I have a data.table (r1) that contains duplicated values for site and time. Here I create this examplary data table already showing why these duplicates appear, i.e. that I initially have two data tables that I merge. Perhaps my problem can be solved already at the stage of merging dt1 and dt2..
dt1 <- data.table(site=c(1,1,2,2), site_type="type1", time=c(1,2,1,2), temp=c(10,12,13,NA), prec=c(10,101,1,1) ) dt2 <- data.table(site=c(3,3,2,2 ), site_type="type2", time=c(1,2,1,2), temp=c(10,12,100,140), prec=c(10,101,1000,NA), snow=c(1,1,1,1)) r1 <- rbindlist(list(dt1,dt2), fill=T)
Now, I would like to aggregate all duplicated rows (4 and 8, as well as 3 and 7) so that for the columns 'temp', 'prec', 'snow' the values will be taken from site_type='type1' unless it is NA.
The dirty solution that I found is to create a subset of r1 containing duplicated rows, and a subset with no duplicates.
duplicates <- r1[duplicated(r1,by=c("site","time")) | duplicated(r1,by=c("site","time"), fromLast=TRUE)] no_duplicates <- r1[!(duplicated(r1,by=c("site","time")) | duplicated(r1,by=c("site","time"), fromLast=TRUE))]
Then to aggregate the duplicates wiht lapply.
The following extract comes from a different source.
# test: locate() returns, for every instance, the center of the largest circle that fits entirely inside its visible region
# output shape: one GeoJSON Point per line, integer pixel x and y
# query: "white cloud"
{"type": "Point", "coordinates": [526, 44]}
aggregated_duplicates <- duplicates[, lapply(.SD, function(x) ifelse(!is.na(x[site_type=="type1"]),x[site_type=="type1"],x[site_type=="type2"])), by=c("site","time")]
And then to merge the aggregated_duplicates and no_duplicates data tables.
r1_without_duplicates <- rbindlist(list(no_duplicates, aggregated_duplicates), use.names = T)
The approach seems to work, but I have the feeling that in data table this could be done in one line either while merging dt1 and dt2, or by a smart use of 'duplicated' or 'unique'.